NNPCL’s 2024 Financials: The Numbers, Global Context, What the Margins Say

By Dahiru Ali
When the Nigerian National Petroleum Company Limited (NNPCL) released its 2024 Annual Report, public attention gravitated to the big, gleaming figures: a headline profit of N5.4 trillion and total revenue of N4.5 trillion. For many, that was enough, a surface-level indicator of a turnaround story.

But for Mr. Victor Eromosele, a former Chief Financial Officer and now Chairman of M.E Consulting Limited, the real story was buried deeper in the numbers. Long before offering an opinion, he reached for his calculator.

“Before forming any judgment, I wanted to see the figures in a more stable currency,” he explained. “The Naira’s volatility distorts year-to-year comparisons, so converting it to dollars provides a fairer lens, both for internal performance and for benchmarking against global peers.”

Once he stripped away the noise of currency swings, a clearer picture emerged. The company’s N4.5 trillion revenue translated to about $31.1 billion, while its N5.4 trillion profit equated to roughly $3.7 billion.

At first glance, these conversions might appear modest beside the financial giants of the oil world. Chevron, for instance, reported $193 billion in revenue for the same period, and ENI, Italy’s national energy major, posted $198.7 billion. Those are scales no Nigerian company can realistically match.

But Eromosele was not comparing size, he was comparing efficiency. “When you want to know how well a company performs, you don’t stop at revenue,” he said. “You look at margins, how much of each dollar of revenue is turned into profit.”

On that score, NNPCL’s numbers took on a surprising shine. Its profit margin stood at 11.8 percent, higher than Chevron’s 9 percent and ENI’s 6 percent.

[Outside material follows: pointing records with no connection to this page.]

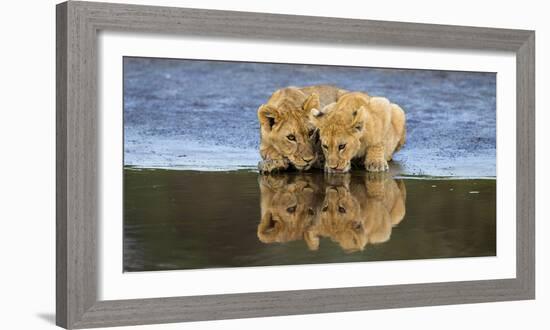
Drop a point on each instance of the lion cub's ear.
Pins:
(359, 117)
(312, 102)
(268, 116)
(312, 240)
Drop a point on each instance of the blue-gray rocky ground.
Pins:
(201, 115)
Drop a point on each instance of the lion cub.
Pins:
(287, 137)
(359, 127)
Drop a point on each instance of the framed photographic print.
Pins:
(216, 165)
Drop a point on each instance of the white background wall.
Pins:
(27, 164)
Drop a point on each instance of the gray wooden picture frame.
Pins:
(78, 24)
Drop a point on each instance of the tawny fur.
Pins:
(359, 212)
(360, 127)
(352, 212)
(285, 116)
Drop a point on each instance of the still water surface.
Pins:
(177, 219)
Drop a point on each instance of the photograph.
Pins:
(244, 164)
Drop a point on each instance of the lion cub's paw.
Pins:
(377, 165)
(272, 165)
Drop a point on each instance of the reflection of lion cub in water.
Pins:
(287, 136)
(358, 211)
(355, 210)
(288, 206)
(360, 127)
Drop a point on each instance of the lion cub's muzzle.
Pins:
(305, 163)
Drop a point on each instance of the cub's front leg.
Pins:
(272, 161)
(375, 161)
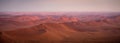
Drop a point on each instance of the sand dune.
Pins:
(60, 29)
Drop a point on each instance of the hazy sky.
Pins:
(59, 5)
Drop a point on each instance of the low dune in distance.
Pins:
(64, 28)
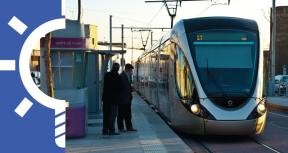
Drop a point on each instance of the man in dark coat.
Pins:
(124, 107)
(110, 98)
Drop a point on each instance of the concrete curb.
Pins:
(277, 107)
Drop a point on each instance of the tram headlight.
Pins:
(261, 108)
(195, 108)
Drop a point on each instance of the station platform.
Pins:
(153, 135)
(279, 103)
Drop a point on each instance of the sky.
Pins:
(138, 13)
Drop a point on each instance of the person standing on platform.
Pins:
(124, 107)
(110, 98)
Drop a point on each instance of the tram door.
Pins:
(154, 80)
(163, 90)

“If you judge purely by efficiency, not scale or market spread, NNPCL did better,” Eromosele said. “From that perspective, its profit margins are actually superior.”

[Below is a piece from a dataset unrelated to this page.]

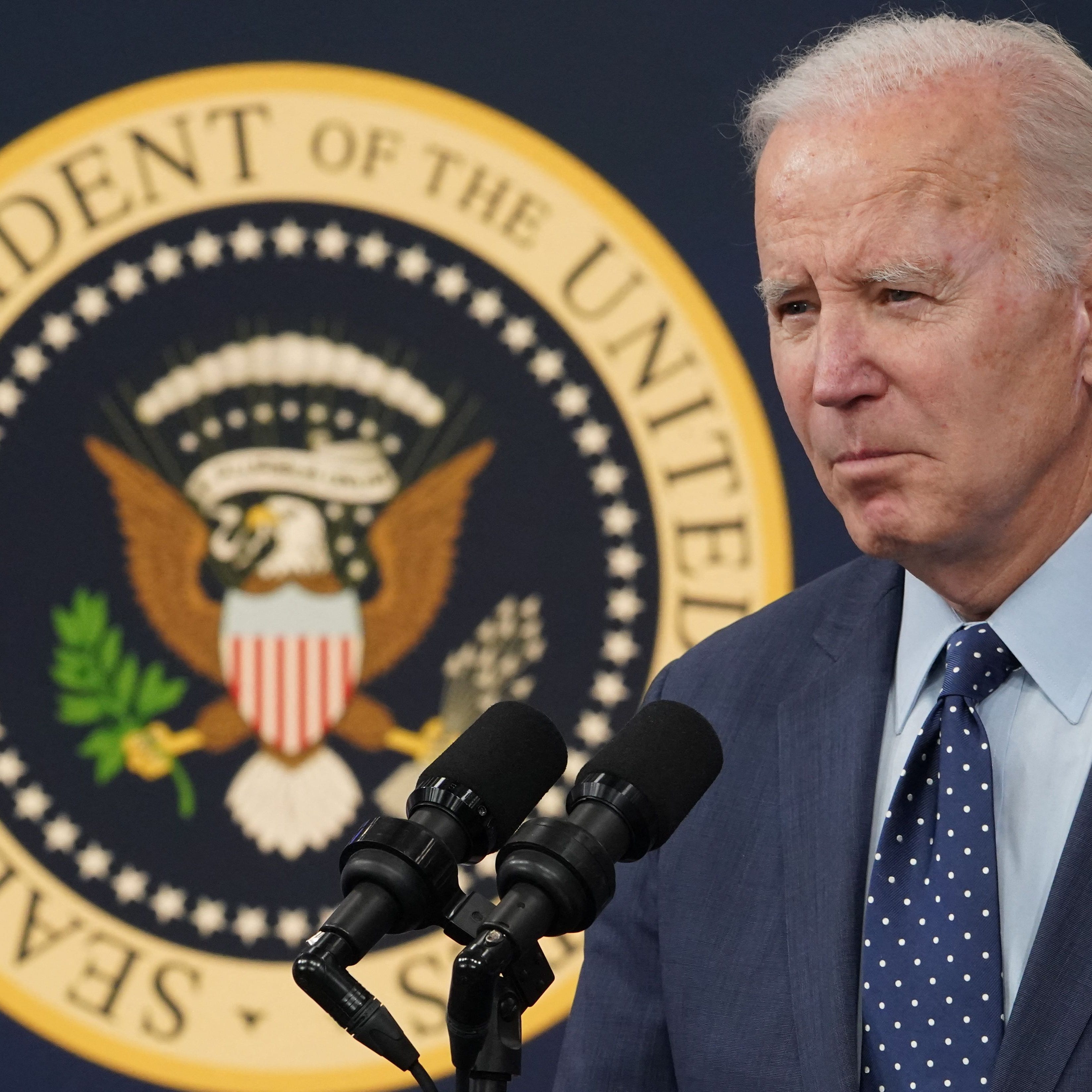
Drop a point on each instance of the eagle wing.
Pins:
(414, 545)
(166, 542)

That statement alone marks a notable shift in the perception of Nigeria’s state energy company. For decades, NNPCL was synonymous with opacity, inefficiency, and bureaucratic drag. The new figures, especially when tested against global standards, tell a different story: a company learning to behave like a commercial entity, not a government department.

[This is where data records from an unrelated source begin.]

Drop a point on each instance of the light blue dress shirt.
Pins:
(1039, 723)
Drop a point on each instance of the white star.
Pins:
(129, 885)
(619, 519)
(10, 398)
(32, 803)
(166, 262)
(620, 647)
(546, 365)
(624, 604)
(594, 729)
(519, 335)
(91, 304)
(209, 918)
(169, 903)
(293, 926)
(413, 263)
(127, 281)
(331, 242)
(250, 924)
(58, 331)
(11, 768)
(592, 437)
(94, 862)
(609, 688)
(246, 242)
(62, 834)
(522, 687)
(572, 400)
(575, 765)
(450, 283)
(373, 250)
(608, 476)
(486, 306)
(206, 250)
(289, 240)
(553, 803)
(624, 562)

Eromosele’s review did not stop at margins. He examined asset growth, capital productivity, and returns. What he found highlighted a company in transition — not perfect, but clearly evolving.

According to the report, NNPCL’s assets grew by 56 percent in 2024, a rate he described as “significant and deliberate.” Such growth, he noted, was happening amid the company’s adaptation to the Petroleum Industry Act (PIA), which transformed it from a public corporation into a fully commercial entity.

For investors who continue to ask why NNPCL is not yet listed on the Nigerian Exchange (NGX), Eromosele pointed to a key metric: Return on Capital Employed (ROCE) essentially a measure of how well the company uses its capital to generate profit.

In 2024, NNPCL’s ROCE came in at 28 percent, up from 23 percent the previous year, a clear sign that the company’s capital is working harder. “A 28 percent ROCE is impressive by any measure,” he said. “It suggests discipline in capital deployment and strong value creation from existing assets.”

The very act of releasing a detailed, audited financial statement was, in itself, a quiet revolution. For years, Nigerians had only vague glimpses of the company’s finances. That has changed under the new corporate governance structure.

Publishing an annual report, structured to international standards, independently audited, and accessible to the public, signals intent. It says NNPCL wants to be judged by data, not politics. In Eromosele’s words, “Numbers don’t have emotions. If you clean up the distortions and compare apples with apples, NNPCL’s 2024 numbers show a business finding its rhythm.”

There’s no pretending that NNPCL has arrived. Its revenues remain small compared to global majors. Operational transparency and governance will continue to be tested. Yet the direction appears unmistakable.

The 2024 report reveals an organization with tightening operations, expanding assets, and improving profitability. It hints at a culture shift, from survival mode to strategy mode.

For a company long burdened by public skepticism and legacy inefficiencies, that’s a significant milestone. And in a world where the energy transition is reshaping global oil economics, NNPCL’s journey toward competitiveness may ultimately matter more than its short-term profit.

“When you judge strictly by the numbers,” Eromosele said, “NNPCL’s performance doesn’t just hold its own, in some respects, it surpasses expectations.”

If 2023 was about transformation on paper, 2024 appears to be about execution, and, perhaps for the first time in its modern history, NNPCL is beginning to look and act like the global energy company it claims to be.